Alegoría ángel y Occidente
American Progress (1872) John Gast

Martin Marty quiso salvar a los sioux del fuego del infierno e incluso intentó convertir a Toro Sentado. Formó parte de la campaña de aniquilación de la cultura indígena. Pero, ¿qué pudo llevar a un monje benedictino suizo a emprender una misión de ‘civilización’ de los indígenas en nombre de los Estados Unidos?

La capilla conmemorativa del obispo Marty en Yankton, Dakota del Sur, se construyó en los años posteriores a la Segunda Guerra Mundial, como «monumento al santo obispo gracias al cual los benedictinos llegaron a Dakota». El monje benedictino suizo Martin Marty llegó a ser conocido allí como el «apóstol de los sioux»; varias escuelas y una pequeña localidad llevan su nombre.

Vidriera Marty y Toro Sentado
Detalle de una de las vidrieras de la capilla en memoria del obispo Marty en Yankton, Dakota del Sur, Estados Unidos. Collection Manuel Menrath

Un dibujo de la vidriera de la capilla que lleva su nombre muestra cómo Marty intentó convertir (sin éxito) al recalcitrante jefe Toro Sentado, poco antes de morir asesinado. El vitral muestra a Marty mirando al gran jefe con asombro y respeto, mientras, al fondo, un grupo de mujeres indígenas canta con libros de cánticos en sus manos.

Al historiador suizo Manuel Menrath, que ha estudiado en profundidad la historia de Martin Marty y su papel en la ‘civilización’ de los sioux, esta representación siempre le ha parecido de una hipocresía francamente irritante: “Se representa a un Marty completamente respetuoso, cantando devotamente con unos indios que llevan el pelo largo y adornos de plumas en la cabeza. Es posible que en el cielo se les permitiera ir como más les gustara, pero en los internados dirigidos por Marty las cosas eran muy diferentes: los adornos y el pelo fue lo primero en desaparecer, se consideraba pagano y diabólico”.

El hecho de que muchos sioux sigan siendo católicos hoy en día es obra de Marty. Sus internados ayudaron a convertir a los niños indígenas en buenos americanos, trabajadores y, sobre todo, católicos. Martin Marty es un buen ejemplo de cómo un hombre con objetivos religiosos puede convertirse en un títere del colonialismo. Pero, ¿cómo acabó un monje de la Suiza central en los Estados Unidos del siglo XIX?

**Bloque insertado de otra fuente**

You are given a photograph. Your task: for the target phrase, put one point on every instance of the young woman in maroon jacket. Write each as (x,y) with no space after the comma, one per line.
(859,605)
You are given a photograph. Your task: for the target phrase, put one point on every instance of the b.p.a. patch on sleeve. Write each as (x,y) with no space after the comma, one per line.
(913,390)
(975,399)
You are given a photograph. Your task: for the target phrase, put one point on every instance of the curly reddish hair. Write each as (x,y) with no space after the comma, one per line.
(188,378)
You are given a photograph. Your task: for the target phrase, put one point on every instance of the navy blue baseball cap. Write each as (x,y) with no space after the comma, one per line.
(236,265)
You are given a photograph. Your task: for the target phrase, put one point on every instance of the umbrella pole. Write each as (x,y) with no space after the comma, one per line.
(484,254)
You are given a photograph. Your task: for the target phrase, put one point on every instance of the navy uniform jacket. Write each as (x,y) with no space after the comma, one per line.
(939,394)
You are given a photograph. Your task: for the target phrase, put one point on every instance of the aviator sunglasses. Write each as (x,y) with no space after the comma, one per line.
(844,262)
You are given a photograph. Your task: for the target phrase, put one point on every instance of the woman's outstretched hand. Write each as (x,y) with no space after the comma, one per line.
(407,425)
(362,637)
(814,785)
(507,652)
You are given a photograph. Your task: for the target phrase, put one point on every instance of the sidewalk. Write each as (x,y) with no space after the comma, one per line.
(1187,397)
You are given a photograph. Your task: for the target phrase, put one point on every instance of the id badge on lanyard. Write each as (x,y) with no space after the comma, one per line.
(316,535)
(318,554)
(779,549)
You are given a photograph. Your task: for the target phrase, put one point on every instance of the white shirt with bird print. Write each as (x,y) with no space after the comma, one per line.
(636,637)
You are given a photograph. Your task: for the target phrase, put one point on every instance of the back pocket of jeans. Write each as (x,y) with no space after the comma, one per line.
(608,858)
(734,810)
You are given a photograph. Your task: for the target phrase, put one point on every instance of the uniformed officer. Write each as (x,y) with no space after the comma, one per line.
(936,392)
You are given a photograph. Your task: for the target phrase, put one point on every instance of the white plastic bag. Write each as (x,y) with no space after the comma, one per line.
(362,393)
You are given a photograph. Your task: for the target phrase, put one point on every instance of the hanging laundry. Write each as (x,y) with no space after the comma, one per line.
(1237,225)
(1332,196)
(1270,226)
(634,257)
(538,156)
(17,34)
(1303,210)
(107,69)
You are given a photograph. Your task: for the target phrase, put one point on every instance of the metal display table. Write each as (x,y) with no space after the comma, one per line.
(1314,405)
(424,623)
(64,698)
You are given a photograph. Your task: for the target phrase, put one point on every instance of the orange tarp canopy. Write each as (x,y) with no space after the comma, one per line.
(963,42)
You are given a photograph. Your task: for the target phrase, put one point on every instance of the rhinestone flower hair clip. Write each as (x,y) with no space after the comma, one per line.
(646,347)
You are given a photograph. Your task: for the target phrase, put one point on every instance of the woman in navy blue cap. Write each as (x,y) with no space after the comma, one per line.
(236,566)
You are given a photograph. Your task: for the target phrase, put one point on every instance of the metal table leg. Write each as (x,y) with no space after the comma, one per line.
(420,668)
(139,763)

Fascinado por el salvaje oeste

Marty, hijo de un sacristán, creció en un ambiente familiar religioso, y sus tres hermanos también se hicieron sacerdotes. Desde los cinco años fue educado por los jesuitas y se dejó inspirar muy pronto por su labor como defensores itinerantes de la fe. De niño encontró un modelo en San Francisco Javier, que en el siglo XVI llevó a cabo misiones en Japón, Mozambique e India. A pesar de que Francisco Javier nunca estuvo en América, en la Suiza central era venerado también como «apóstol de los indios».

Martin Marty
Retrato de Martin Marty cuando era prior de San Meinrad, hacia 1865. Collection Manuel Menrath

Pero en Suiza, Marty no pudo hacerse jesuita. Su orden había sido prohibida por la Constitución del nuevo Estado Federal de 1848, por considerarla hostil al Estado y sujeta exclusivamente a Roma. Por ello, Martin Marty se hizo monje benedictino a los 16 años y recibió el nombre religioso de «Martin».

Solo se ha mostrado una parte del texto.